Everyone nodded. “Poncho” was a cotton duck tarpaulin which could be used both as a personal rain cover and, joined with another, as a small two-man bivvy.
“We find where the front goes,” Arno continued, “then we return here, but by a different path from the one we take on the way out.”
The men had questions. All doubts were clarified and extra ammo and supplies were distributed. For explosives, they had smoke flares and hand grenades. They were dressed in the usual grey-green cloth uniform tunics and white snow jackets. Generally used by now, even by Arno, were boots with canvas gaiters. The classic German Army jackboots, the ones with the high boot-shafts, were too expensive to produce in what was now a desperate war. The personal weapon was the StG 44. No MG was taken along.
Arno gave the order to march out, himself taking point, with Weissbart as tail-end Charlie. They filed quietly out into the wilds, into God’s boundless realm. It was minus five degrees, the sun in a wintry blue sky. There was snow pretty much everywhere, even in the wood, but the layer wasn’t so thick; no skis or snowshoes were needed. They went with their senses on edge, despite still being behind their own lines. They passed the front under the watchful eyes of a German sentinel, broke out into No Man’s Land and moved cautiously but quickly along the edge of a field. The primary goal was Village 103, a gathering of farmhouses and outbuildings some distance away. Arno knew how to get there, he needed no compass, the map was enough. He was born with a good sense of direction, having what Swedes call lokalsinne, the ability to find your way instinctively. “Some guys got it, some guys aint.”
A fresh scent permeated the forest: winter snow, earth acids and spring on the way. Clouds appeared, grey, broken clouds gliding past in a sky that wasn’t blue anymore. They went through a copse of conifers. Arno looked at them and thought: the fir trees are green. However, in this overcast light, they’re almost black. The snow is lithographing the spruces, pulls a white surface on the outermost branches. How nice: black spruce with white lithography, almost like back home in Sweden, like the Wermland woods of my childhood.

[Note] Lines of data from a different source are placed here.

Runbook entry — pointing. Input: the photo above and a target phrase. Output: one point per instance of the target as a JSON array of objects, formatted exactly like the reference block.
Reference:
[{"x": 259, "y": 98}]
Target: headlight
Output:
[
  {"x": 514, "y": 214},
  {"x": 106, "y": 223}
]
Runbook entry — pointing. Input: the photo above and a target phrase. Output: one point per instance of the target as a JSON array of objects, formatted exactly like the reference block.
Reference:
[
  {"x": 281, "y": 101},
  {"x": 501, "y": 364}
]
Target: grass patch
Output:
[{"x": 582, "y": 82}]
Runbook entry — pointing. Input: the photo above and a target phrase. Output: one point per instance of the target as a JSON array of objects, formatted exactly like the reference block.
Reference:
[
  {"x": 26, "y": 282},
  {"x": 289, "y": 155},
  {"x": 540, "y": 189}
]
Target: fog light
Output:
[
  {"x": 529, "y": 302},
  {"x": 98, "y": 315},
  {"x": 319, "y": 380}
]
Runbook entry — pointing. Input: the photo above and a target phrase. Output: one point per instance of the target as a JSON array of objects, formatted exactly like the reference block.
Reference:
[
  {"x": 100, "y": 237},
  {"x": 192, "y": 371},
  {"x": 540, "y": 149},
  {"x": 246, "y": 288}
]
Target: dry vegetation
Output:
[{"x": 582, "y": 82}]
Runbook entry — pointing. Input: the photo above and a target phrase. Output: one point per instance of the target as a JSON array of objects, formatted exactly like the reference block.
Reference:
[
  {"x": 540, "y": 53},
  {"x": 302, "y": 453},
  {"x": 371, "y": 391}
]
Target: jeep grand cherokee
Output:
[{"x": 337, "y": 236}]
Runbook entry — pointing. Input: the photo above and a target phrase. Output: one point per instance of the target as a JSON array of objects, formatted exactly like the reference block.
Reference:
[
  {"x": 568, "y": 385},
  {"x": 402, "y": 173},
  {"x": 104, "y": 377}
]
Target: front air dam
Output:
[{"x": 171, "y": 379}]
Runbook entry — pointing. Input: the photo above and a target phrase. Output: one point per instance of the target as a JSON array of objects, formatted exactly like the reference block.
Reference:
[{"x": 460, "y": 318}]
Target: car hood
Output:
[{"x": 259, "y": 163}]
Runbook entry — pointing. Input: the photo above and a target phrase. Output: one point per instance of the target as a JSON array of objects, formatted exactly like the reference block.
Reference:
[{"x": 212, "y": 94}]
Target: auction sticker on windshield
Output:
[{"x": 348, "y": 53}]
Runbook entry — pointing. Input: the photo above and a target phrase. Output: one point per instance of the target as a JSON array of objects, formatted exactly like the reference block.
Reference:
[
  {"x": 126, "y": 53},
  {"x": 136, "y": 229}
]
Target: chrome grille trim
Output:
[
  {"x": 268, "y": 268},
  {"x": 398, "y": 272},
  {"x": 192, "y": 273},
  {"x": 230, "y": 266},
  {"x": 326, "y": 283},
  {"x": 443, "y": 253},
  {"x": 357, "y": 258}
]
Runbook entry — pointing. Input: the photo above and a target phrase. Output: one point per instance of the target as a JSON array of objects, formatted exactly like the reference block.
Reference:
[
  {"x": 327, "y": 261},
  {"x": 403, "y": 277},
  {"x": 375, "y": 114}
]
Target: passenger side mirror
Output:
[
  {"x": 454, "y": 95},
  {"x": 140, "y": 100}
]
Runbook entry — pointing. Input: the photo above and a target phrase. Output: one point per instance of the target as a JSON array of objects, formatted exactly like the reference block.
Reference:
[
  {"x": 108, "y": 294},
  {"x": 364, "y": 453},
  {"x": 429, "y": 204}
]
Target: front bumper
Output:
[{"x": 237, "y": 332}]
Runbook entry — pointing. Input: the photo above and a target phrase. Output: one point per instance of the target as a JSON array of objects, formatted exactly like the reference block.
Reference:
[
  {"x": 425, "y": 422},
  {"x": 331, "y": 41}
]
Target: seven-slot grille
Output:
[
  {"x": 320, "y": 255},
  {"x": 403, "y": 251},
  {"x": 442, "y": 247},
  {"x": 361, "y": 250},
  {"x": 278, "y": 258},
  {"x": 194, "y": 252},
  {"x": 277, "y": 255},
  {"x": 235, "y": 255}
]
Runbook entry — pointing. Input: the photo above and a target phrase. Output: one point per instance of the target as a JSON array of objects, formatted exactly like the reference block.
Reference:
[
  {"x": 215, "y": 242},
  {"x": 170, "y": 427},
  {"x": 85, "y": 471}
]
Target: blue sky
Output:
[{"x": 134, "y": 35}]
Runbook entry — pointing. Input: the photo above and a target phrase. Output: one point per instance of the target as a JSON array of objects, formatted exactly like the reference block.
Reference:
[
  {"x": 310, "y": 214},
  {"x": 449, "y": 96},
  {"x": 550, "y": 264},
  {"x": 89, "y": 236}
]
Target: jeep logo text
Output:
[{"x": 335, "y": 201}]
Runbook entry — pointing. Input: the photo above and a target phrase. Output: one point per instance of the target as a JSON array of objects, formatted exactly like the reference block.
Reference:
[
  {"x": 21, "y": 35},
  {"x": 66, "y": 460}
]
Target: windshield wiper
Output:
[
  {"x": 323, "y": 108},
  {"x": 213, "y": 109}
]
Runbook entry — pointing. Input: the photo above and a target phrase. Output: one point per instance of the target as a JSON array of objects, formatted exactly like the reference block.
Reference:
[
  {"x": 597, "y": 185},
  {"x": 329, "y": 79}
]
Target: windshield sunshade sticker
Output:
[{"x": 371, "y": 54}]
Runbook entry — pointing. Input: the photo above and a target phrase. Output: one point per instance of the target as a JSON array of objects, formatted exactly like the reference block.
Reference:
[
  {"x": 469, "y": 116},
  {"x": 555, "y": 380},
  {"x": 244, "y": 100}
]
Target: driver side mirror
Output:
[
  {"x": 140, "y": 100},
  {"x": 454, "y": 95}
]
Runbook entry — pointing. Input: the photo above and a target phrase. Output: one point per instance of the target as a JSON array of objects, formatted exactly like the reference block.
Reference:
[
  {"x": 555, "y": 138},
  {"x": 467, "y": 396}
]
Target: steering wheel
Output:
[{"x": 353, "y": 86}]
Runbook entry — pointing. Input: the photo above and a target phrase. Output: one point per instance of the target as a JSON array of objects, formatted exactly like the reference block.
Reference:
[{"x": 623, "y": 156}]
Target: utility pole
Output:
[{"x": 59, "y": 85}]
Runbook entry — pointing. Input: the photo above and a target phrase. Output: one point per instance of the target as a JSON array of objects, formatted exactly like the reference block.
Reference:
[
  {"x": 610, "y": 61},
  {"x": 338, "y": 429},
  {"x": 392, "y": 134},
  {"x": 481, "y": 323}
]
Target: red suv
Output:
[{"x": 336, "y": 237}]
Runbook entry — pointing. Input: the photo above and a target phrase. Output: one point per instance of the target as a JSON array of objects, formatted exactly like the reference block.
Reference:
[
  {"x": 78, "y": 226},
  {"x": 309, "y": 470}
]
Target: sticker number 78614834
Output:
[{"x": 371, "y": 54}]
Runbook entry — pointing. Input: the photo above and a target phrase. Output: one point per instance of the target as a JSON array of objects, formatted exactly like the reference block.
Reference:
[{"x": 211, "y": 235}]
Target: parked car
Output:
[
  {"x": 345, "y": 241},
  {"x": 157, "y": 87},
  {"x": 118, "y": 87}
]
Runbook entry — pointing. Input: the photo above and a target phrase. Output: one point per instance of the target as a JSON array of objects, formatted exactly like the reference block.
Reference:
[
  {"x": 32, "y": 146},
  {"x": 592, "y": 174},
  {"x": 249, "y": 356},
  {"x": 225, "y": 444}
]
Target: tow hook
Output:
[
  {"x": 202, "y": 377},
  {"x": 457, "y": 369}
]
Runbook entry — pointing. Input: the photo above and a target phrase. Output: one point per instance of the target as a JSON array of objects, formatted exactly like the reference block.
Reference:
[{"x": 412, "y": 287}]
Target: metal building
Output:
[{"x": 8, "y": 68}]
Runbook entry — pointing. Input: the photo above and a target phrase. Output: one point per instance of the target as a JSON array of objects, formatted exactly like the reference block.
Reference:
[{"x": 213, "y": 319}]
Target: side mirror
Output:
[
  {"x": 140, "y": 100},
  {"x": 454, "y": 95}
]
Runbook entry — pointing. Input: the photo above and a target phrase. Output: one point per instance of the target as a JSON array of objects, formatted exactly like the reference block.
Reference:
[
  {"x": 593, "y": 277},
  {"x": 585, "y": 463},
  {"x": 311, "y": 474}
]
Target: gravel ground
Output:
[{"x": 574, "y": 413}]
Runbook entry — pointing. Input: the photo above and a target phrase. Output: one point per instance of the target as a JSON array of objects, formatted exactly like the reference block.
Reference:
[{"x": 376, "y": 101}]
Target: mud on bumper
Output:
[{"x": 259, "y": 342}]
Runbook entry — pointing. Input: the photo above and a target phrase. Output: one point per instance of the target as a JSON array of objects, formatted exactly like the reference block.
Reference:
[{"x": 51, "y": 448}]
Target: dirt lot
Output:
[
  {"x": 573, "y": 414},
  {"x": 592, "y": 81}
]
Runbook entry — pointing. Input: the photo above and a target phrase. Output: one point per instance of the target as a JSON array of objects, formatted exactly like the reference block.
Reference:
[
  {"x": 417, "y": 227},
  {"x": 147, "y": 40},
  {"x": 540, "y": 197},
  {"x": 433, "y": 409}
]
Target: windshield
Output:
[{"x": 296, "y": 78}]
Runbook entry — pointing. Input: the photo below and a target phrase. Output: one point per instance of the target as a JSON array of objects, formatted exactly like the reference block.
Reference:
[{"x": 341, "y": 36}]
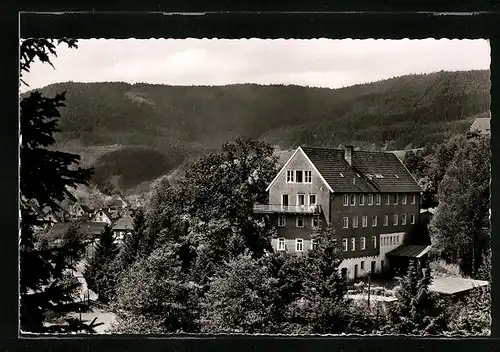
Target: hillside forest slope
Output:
[{"x": 133, "y": 133}]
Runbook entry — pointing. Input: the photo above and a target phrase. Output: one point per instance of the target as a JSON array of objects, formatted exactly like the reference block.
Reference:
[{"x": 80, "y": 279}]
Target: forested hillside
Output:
[{"x": 165, "y": 126}]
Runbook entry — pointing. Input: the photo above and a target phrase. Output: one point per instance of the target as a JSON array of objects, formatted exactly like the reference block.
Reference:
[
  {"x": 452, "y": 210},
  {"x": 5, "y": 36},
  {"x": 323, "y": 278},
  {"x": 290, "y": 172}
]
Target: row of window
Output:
[
  {"x": 364, "y": 221},
  {"x": 298, "y": 176},
  {"x": 299, "y": 221},
  {"x": 351, "y": 199},
  {"x": 362, "y": 243}
]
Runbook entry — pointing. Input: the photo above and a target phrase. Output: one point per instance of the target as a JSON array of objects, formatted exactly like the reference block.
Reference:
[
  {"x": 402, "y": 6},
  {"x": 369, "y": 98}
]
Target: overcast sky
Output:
[{"x": 318, "y": 62}]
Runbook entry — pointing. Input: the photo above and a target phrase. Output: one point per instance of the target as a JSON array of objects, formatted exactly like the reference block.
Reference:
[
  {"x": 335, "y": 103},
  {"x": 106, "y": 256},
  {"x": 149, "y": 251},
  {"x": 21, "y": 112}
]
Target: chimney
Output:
[{"x": 348, "y": 154}]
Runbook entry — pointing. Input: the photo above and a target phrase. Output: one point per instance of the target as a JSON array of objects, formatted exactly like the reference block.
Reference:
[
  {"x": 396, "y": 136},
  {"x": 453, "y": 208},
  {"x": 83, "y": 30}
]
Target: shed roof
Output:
[
  {"x": 370, "y": 171},
  {"x": 410, "y": 251}
]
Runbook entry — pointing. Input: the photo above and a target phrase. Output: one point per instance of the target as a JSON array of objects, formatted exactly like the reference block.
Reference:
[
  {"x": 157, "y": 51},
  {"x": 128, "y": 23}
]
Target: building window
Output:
[
  {"x": 300, "y": 221},
  {"x": 312, "y": 199},
  {"x": 282, "y": 221},
  {"x": 298, "y": 176},
  {"x": 308, "y": 176},
  {"x": 354, "y": 221},
  {"x": 353, "y": 199},
  {"x": 281, "y": 244},
  {"x": 301, "y": 199},
  {"x": 345, "y": 222},
  {"x": 299, "y": 244},
  {"x": 361, "y": 199},
  {"x": 314, "y": 244},
  {"x": 315, "y": 221}
]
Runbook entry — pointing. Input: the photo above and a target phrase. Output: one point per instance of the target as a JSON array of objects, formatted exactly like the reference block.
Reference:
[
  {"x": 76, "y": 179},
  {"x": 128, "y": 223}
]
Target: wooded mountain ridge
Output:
[{"x": 155, "y": 128}]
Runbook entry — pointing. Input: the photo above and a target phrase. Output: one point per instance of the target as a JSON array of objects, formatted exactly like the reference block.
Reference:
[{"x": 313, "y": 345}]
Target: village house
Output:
[
  {"x": 370, "y": 198},
  {"x": 123, "y": 227}
]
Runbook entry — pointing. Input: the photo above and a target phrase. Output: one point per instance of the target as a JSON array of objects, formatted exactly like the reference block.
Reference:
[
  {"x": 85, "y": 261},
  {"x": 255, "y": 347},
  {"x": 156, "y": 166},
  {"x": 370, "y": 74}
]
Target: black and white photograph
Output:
[{"x": 255, "y": 186}]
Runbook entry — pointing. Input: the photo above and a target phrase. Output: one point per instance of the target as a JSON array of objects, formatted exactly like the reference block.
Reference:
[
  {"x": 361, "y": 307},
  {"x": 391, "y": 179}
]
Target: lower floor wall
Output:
[{"x": 357, "y": 267}]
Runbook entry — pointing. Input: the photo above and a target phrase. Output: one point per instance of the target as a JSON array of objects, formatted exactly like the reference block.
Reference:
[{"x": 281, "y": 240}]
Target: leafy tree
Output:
[
  {"x": 100, "y": 270},
  {"x": 460, "y": 228},
  {"x": 155, "y": 291},
  {"x": 45, "y": 178},
  {"x": 474, "y": 316}
]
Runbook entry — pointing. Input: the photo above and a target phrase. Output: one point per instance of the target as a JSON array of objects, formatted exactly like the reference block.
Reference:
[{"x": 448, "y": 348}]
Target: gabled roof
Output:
[
  {"x": 124, "y": 223},
  {"x": 371, "y": 171}
]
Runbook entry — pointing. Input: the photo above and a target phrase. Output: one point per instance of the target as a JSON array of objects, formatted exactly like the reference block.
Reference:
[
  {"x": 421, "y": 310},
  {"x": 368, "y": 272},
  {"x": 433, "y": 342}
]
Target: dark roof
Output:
[
  {"x": 372, "y": 171},
  {"x": 409, "y": 251},
  {"x": 124, "y": 223}
]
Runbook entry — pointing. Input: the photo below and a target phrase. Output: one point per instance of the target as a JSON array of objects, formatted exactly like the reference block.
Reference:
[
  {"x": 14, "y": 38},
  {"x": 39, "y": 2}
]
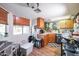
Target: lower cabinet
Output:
[{"x": 49, "y": 38}]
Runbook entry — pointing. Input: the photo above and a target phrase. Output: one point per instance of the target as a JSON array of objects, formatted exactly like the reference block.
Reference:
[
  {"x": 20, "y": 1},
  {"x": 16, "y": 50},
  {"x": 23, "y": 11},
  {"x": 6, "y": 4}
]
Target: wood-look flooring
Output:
[{"x": 46, "y": 51}]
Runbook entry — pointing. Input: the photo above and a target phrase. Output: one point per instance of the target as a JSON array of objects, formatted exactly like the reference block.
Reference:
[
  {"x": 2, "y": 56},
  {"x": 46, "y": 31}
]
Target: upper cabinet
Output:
[
  {"x": 3, "y": 16},
  {"x": 66, "y": 24},
  {"x": 40, "y": 22},
  {"x": 21, "y": 21}
]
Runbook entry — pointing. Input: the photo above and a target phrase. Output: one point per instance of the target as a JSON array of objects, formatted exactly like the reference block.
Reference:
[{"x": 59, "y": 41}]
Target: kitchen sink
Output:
[{"x": 4, "y": 44}]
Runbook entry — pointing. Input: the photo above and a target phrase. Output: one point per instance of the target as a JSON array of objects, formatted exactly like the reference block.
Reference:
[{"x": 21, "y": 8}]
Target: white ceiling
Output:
[{"x": 48, "y": 10}]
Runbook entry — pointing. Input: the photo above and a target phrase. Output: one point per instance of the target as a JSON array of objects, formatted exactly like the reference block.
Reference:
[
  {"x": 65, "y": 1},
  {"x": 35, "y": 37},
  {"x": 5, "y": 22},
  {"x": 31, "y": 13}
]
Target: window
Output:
[
  {"x": 26, "y": 30},
  {"x": 17, "y": 30},
  {"x": 2, "y": 29}
]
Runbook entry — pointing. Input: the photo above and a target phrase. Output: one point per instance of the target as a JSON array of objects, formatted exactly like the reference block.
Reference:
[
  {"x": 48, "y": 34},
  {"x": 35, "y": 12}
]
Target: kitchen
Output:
[{"x": 42, "y": 22}]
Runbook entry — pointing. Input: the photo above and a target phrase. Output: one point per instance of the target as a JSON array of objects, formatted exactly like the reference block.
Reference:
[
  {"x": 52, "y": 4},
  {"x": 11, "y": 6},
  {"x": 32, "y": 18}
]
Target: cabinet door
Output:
[
  {"x": 45, "y": 39},
  {"x": 3, "y": 16},
  {"x": 51, "y": 38},
  {"x": 40, "y": 22}
]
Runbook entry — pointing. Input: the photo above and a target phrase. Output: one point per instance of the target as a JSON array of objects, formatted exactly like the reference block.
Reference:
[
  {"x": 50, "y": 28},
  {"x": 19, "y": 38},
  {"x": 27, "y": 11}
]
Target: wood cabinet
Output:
[
  {"x": 40, "y": 22},
  {"x": 45, "y": 40},
  {"x": 3, "y": 16},
  {"x": 21, "y": 21},
  {"x": 48, "y": 38},
  {"x": 66, "y": 24},
  {"x": 52, "y": 37}
]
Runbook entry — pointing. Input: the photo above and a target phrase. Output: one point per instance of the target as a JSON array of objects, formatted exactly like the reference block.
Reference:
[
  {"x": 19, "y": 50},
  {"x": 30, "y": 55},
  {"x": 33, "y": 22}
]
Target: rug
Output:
[{"x": 54, "y": 45}]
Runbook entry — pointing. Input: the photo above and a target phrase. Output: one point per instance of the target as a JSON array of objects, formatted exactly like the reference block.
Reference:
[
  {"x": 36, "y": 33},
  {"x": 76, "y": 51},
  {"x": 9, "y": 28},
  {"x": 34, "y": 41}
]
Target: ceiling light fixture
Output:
[{"x": 34, "y": 6}]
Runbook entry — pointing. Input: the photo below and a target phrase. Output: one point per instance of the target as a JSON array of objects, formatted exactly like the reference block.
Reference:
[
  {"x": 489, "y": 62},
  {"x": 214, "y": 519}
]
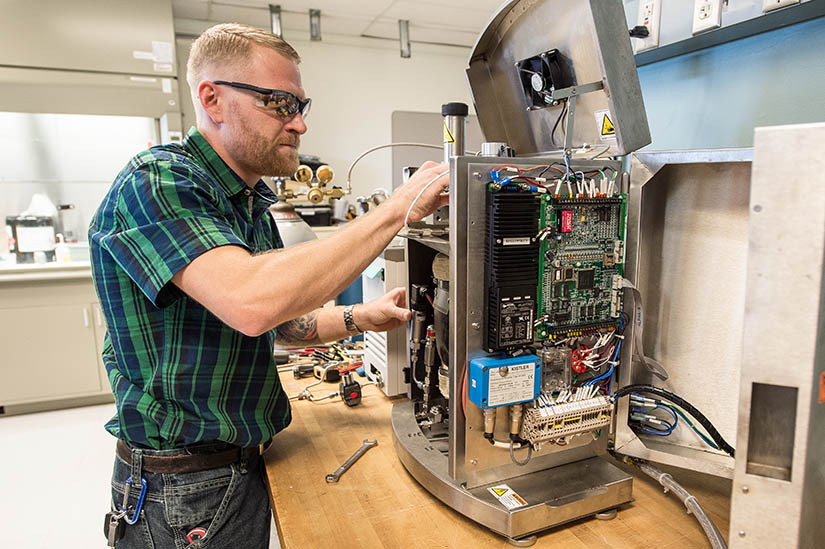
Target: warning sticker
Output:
[
  {"x": 507, "y": 497},
  {"x": 511, "y": 384},
  {"x": 605, "y": 126},
  {"x": 448, "y": 136}
]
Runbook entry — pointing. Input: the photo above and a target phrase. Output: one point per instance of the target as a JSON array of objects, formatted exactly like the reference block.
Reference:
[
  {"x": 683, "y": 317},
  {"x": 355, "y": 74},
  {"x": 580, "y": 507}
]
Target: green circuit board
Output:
[{"x": 580, "y": 264}]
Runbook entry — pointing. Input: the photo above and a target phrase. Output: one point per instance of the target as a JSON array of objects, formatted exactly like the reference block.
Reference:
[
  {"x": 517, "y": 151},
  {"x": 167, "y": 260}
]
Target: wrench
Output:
[{"x": 366, "y": 445}]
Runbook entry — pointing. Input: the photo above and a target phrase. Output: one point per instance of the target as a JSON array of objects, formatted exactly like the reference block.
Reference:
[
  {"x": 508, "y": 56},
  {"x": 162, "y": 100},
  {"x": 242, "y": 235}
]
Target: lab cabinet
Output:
[{"x": 52, "y": 331}]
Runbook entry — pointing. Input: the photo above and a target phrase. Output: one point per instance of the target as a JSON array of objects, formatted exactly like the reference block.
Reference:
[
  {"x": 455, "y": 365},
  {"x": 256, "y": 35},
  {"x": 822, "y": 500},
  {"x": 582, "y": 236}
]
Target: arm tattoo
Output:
[{"x": 299, "y": 332}]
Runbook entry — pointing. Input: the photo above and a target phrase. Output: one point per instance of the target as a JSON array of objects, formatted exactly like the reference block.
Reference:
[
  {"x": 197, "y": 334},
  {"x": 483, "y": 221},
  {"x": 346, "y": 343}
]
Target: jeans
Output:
[{"x": 230, "y": 503}]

They passed a frozen creek and a burned down house. Only the chimney structure stood upright. Then they passed a field of thistles, the blackened remnants of the plants sticking up through the snow. The patrol passed the outskirts of a garden with leafless apple trees. This was part of Village 103.
Suddenly, Arno smelt cigarette smoke, Russian variety. It was the smell of burnt mahorka, so-called peasant tobacco or black tobacco. Anyone who has been in Russia knows this tobacco, rather bitter but having its peculiar charm. Arno turned and checked if any of his men were smoking but this wasn’t the case. Just as well, he thought, because anyone that careless would’ve got a right rollicking. So the cigarette smoke could only mean one thing: enemies nearby.